18. Samantha is studying the population growth of endangered birds. The growth can be modeled by the equation

B(t) =100 +3/5t^2
, where B is the population after t, time in years.
Complete the table shown.
function population interpretation
B(2) 1___ After 2 years, the population is approximately 102 birds.
B(5) 115 2___
Upload a screenshot of your hand written work to solve the problems above.

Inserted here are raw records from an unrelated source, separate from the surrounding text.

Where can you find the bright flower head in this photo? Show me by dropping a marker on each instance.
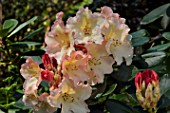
(86, 26)
(147, 89)
(70, 97)
(78, 55)
(59, 40)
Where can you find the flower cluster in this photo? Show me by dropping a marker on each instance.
(78, 55)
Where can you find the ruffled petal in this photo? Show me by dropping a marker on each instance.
(30, 68)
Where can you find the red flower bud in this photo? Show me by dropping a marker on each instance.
(47, 75)
(147, 89)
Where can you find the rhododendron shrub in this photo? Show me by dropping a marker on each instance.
(78, 56)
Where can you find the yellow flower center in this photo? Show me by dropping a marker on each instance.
(94, 61)
(67, 98)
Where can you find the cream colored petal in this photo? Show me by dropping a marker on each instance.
(30, 68)
(124, 51)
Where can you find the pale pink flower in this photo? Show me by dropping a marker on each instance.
(86, 26)
(75, 66)
(30, 69)
(116, 37)
(59, 41)
(70, 97)
(38, 103)
(100, 62)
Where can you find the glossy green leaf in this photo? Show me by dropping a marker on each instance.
(123, 73)
(124, 97)
(4, 32)
(111, 89)
(134, 72)
(164, 102)
(139, 41)
(168, 11)
(10, 24)
(117, 107)
(165, 21)
(164, 84)
(98, 90)
(23, 25)
(25, 43)
(153, 58)
(160, 47)
(139, 33)
(166, 35)
(154, 14)
(33, 33)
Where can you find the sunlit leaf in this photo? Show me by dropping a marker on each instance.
(23, 25)
(154, 14)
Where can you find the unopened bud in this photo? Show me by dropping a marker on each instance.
(47, 62)
(147, 89)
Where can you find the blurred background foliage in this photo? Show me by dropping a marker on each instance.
(34, 18)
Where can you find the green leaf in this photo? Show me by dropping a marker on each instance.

Label your answers 1 and then 2.

1 answer

Let's solve the population model given by the equation \( B(t) = 100 + \frac{3}{5}t^2 \) for \( t = 2 \) and \( t = 5 \).

  1. Calculate \( B(2) \): \[ B(2) = 100 + \frac{3}{5}(2^2) \] \[ B(2) = 100 + \frac{3}{5}(4) \] \[ B(2) = 100 + \frac{12}{5} \] \[ B(2) = 100 + 2.4 = 102.4 \]

    So, the interpretation is:

    • After 2 years, the population is approximately 102 birds.
  2. Calculate \( B(5) \): \[ B(5) = 100 + \frac{3}{5}(5^2) \] \[ B(5) = 100 + \frac{3}{5}(25) \] \[ B(5) = 100 + \frac{75}{5} \] \[ B(5) = 100 + 15 = 115 \]

    So the interpretation is:

    • After 5 years, the population is 115 birds.

Based on the calculations:

1: After 2 years, the population is approximately 102 birds.

2: After 5 years, the population is 115 birds.

Unfortunately, I can't create or upload screenshots, but you can easily write down this work by following the provided calculations. If you need further assistance with the formatting or anything else, feel free to ask!